The inspector is hopefully stopping by tomorrow. I'm going to say, whoops, I meant HEADER, not beam. And I'll even throw a 1/2" sheet of ply in between for added strength. Worst case, I could go LVL's I suppose.

I can't (easily) have the four ply beam as the column will push into the room and f*** up the cabinet layout. 

Would a hanging beam be feasible here? 

TIA, Mike


----------



## Leo G (May 12, 2005)

Whatever the engineer says will work best.


----------



## Dirtywhiteboy (Oct 15, 2010)

Leo G said:


> Whatever the engineer says will work best.

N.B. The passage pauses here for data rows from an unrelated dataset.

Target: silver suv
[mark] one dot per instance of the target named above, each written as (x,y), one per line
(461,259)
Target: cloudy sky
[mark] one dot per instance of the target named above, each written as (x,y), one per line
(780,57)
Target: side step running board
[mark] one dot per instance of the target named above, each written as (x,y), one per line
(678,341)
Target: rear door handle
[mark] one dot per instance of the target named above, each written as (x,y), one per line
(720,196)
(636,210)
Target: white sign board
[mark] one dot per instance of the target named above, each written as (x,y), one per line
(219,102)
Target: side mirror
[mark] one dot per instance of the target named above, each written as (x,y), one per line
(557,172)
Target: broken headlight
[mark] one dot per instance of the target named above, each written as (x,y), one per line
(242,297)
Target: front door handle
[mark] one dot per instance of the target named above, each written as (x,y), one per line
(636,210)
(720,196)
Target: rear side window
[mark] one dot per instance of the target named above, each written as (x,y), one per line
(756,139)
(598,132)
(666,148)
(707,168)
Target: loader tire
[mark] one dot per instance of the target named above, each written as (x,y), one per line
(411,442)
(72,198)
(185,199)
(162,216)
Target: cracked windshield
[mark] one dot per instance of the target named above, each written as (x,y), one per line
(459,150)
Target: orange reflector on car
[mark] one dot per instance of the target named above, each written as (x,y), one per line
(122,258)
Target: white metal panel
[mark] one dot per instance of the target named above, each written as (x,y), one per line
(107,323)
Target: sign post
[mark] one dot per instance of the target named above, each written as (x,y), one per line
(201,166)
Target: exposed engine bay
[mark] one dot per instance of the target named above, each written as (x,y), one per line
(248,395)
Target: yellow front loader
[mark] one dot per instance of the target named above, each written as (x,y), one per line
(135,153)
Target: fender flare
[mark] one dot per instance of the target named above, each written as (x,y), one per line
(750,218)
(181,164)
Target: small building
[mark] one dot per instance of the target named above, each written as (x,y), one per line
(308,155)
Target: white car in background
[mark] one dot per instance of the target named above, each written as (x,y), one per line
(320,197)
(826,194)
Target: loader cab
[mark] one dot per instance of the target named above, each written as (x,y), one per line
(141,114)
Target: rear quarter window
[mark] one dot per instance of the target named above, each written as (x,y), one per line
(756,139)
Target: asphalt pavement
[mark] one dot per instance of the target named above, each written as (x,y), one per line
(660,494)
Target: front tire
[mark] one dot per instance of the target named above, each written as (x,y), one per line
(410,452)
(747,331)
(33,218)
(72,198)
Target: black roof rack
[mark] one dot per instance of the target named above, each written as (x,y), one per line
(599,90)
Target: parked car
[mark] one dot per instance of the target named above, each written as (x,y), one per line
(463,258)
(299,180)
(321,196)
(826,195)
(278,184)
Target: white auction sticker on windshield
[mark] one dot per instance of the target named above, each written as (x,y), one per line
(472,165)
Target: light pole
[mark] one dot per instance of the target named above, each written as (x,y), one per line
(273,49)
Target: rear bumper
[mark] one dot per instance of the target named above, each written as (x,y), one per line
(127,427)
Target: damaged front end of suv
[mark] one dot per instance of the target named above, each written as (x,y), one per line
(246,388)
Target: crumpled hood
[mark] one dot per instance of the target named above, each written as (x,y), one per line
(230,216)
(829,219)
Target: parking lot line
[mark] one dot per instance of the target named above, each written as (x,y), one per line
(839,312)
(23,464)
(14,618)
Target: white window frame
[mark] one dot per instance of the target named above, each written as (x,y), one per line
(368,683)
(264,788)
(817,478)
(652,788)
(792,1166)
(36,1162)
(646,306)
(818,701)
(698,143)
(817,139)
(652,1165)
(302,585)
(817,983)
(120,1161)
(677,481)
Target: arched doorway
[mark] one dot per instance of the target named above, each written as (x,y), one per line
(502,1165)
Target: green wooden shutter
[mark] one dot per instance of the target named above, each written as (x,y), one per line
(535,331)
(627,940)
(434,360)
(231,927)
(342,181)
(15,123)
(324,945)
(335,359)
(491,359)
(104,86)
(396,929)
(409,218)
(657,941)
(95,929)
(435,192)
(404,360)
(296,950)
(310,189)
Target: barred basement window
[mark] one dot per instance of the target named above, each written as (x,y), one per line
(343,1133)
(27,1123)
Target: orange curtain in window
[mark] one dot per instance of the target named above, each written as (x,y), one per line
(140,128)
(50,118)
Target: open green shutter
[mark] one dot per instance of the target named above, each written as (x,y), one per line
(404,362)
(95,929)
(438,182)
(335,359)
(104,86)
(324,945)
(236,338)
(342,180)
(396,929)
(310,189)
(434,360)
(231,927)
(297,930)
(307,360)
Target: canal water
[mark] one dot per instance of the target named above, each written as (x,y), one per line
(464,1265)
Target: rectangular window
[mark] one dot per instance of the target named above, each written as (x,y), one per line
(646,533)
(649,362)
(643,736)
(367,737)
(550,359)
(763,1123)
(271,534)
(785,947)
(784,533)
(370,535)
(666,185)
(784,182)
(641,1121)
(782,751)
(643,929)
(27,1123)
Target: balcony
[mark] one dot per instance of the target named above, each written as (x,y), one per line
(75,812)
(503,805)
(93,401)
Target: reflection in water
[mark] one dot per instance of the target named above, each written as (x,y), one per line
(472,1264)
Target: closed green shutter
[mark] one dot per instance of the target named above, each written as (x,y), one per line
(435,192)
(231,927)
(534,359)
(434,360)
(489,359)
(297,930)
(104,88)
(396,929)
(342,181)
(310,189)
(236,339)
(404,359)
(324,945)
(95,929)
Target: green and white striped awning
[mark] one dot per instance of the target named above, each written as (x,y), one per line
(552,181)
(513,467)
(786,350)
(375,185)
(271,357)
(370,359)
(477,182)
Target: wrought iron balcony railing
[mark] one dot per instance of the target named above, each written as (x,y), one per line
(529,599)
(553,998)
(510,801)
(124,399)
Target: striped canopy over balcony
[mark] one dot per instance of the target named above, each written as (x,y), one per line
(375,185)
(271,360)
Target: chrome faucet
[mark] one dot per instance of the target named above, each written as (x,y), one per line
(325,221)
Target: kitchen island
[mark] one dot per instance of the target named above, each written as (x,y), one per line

That's why they get the big bucks:thumbsup:


----------



## sbcontracting (Apr 22, 2010)

Whew! Sidestepped a visit with the engineer. The inspector was pretty reasonable, pretty much agreed w/ my suggestions today. Bang bang bang! One LINTEL done, two more to go tomorrow AM


----------



## knucklehead (Mar 2, 2009)

Engineers are overrated


----------



## Joe Carola (Jun 15, 2004)

sbcontracting said:


> Whew! Sidestepped a visit with the engineer. The inspector was pretty reasonable, pretty much agreed w/ my suggestions today. Bang bang bang! One LINTEL done, two more to go tomorrow AM


Lintel??


----------



## sbcontracting (Apr 22, 2010)

aka header. Codebook up here doesnt differentiate... header = 2 ply 2xsomething beam = 3-4 ply 2x


----------